In recent weeks the Government announced the kickstart scheme, and I want to ask the Minister whether young people with learning disabilities, or disabilities, could perhaps be further supported through that scheme, or through an internship or apprenticeship. The excellent Speaker’s internship scheme for people with disabilities was developed in 2016, and perhaps there is more that hon. Members could do to support the training, inclusion, skilling and work of those who have Down’s syndrome.
I am delighted to chair the new all-party group for inclusive entrepreneurship, which was established to remove barriers and raise the profile of entrepreneurs with protected characteristics, particularly disabilities. We must also change the narrative more broadly from disability to ability, and from being solely about employees to people having the potential to become employers. Will the Minister consult colleagues in government, and find out whether there are particular supports and schemes for which those with disabilities can perhaps be given funding or additional support for adaptations, so that they can start their own businesses with their skills, talents and abilities?
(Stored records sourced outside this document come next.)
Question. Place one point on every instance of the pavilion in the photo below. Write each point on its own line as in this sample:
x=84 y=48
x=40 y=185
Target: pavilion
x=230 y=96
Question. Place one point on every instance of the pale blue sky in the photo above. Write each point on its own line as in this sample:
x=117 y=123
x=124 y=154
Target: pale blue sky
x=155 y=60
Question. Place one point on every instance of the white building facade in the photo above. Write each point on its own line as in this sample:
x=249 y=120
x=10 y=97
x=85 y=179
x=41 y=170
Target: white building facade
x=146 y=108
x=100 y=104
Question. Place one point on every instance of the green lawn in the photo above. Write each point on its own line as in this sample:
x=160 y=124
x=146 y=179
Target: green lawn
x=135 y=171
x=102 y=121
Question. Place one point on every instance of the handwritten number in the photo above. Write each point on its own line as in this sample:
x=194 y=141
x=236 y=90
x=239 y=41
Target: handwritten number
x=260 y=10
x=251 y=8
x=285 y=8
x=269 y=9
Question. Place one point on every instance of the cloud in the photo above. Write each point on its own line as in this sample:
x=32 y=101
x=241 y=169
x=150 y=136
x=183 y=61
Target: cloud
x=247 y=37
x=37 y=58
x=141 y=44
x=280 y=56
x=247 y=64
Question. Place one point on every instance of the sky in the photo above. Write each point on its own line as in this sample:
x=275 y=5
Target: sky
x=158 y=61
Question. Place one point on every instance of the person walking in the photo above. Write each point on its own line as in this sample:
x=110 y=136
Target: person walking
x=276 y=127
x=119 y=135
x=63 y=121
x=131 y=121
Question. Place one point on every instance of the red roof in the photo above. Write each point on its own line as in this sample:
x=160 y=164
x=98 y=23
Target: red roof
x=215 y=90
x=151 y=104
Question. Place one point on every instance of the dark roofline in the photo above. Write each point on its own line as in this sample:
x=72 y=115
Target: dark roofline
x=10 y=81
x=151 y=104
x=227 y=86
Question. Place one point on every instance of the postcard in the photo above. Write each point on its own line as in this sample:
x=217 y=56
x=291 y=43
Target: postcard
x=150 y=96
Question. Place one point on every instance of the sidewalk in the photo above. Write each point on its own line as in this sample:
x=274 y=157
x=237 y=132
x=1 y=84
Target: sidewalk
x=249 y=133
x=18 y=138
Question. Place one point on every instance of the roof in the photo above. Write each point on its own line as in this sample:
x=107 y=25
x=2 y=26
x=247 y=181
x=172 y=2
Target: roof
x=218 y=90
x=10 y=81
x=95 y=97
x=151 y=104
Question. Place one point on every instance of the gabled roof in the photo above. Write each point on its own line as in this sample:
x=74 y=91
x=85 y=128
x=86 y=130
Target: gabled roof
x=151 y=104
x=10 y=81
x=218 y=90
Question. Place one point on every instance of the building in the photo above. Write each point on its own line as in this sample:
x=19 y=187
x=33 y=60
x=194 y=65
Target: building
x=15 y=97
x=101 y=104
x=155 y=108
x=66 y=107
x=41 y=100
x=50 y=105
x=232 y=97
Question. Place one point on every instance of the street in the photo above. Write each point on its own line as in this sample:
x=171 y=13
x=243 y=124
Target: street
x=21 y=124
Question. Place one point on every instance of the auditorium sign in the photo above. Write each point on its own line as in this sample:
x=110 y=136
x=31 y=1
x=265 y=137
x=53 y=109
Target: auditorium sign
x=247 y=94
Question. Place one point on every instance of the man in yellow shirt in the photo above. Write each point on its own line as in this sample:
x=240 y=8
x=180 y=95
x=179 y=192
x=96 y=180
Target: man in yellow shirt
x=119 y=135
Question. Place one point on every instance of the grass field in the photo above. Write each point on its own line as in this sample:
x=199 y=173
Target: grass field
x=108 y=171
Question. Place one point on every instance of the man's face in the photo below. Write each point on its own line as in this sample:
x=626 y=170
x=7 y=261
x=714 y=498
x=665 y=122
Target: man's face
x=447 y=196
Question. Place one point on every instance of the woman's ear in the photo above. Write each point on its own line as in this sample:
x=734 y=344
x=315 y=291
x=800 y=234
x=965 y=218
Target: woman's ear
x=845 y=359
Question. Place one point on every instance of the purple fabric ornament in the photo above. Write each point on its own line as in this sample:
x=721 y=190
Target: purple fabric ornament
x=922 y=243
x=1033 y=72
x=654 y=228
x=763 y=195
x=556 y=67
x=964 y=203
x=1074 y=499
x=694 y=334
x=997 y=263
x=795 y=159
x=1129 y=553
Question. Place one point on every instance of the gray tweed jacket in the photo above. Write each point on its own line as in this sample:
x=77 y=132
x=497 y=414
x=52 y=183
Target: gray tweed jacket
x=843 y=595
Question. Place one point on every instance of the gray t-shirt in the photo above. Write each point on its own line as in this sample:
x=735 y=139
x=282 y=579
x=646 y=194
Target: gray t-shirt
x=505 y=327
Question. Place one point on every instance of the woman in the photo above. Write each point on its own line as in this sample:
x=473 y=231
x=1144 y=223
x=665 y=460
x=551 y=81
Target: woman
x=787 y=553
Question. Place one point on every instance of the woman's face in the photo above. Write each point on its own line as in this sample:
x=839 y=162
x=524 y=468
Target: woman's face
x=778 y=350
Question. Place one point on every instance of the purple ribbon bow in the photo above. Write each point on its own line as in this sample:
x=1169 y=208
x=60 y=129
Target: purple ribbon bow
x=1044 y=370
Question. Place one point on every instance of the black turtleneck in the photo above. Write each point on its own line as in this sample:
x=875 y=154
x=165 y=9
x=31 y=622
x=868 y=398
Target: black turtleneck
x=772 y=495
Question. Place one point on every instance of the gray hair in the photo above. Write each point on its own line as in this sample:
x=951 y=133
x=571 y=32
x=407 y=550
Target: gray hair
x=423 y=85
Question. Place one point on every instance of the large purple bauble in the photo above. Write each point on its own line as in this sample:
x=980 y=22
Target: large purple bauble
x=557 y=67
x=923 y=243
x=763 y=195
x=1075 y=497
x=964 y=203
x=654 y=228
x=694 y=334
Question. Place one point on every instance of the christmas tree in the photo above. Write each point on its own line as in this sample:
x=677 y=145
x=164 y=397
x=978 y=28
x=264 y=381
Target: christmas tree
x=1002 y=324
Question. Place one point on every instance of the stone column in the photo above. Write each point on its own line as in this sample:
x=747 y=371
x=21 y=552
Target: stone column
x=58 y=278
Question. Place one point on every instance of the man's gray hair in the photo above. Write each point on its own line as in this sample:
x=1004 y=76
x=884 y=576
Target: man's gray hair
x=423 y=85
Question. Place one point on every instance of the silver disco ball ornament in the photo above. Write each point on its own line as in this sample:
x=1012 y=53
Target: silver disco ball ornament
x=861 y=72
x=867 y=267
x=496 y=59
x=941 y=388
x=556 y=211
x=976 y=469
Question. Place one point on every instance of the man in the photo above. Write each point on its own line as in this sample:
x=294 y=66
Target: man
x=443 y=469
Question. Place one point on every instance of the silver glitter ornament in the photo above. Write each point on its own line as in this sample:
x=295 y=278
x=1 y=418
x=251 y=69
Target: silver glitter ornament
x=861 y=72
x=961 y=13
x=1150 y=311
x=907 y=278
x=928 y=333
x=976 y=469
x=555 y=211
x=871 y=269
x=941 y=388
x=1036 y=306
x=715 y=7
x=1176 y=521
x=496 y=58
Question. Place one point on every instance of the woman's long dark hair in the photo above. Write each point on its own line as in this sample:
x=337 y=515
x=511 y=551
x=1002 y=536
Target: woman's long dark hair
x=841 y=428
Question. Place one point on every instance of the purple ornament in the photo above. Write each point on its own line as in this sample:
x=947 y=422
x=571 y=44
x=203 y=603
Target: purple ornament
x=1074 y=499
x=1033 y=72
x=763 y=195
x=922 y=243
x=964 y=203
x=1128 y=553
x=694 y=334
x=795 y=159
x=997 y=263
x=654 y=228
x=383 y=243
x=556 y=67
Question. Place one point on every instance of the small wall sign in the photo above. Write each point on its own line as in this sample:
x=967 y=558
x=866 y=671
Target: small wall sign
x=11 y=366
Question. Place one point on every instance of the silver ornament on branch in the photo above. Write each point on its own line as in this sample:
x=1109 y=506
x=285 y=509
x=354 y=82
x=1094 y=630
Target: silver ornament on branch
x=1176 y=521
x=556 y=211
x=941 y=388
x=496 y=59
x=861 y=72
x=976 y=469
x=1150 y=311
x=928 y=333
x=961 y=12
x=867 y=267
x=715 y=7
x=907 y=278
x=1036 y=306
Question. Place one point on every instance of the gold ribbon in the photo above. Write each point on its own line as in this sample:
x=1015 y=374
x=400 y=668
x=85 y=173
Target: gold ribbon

A study by Mencap found that 62% of adults with learning disabilities in the UK want to work, although only 6% have a paid job. We need to address that, and we must all play our role in our constituencies, and by working across the House and across parties, to ensure an inclusive employment programme for everyone across the UK. In this time of covid a recession could occur, and many jobs are already at risk. We would not wish one of the outcomes of covid to be a further tragic impact on those with disabilities.
Government mantras of “building back better” and “levelling up” can and should include people with disabilities and Down’s syndrome, making every aspect of society richly diverse and productive. I will conclude with a quote from a young lady, Kate Powell, which was provided to me by the Down’s Syndrome Association:
“Being a person with Down’s Syndrome makes me proud. I am a person to make a difference to a lot of people. That’s me. We may find things difficult, everyone does. We should tell people about Down’s Syndrome—the more people the better. Being a person with Down’s Syndrome I can do anything in life. We may need help to do the things we want to do in life. It is good to see people with Down’s Syndrome achieving their dreams. That’s my dream.”
That, Madam Deputy Speaker, should represent all our dreams.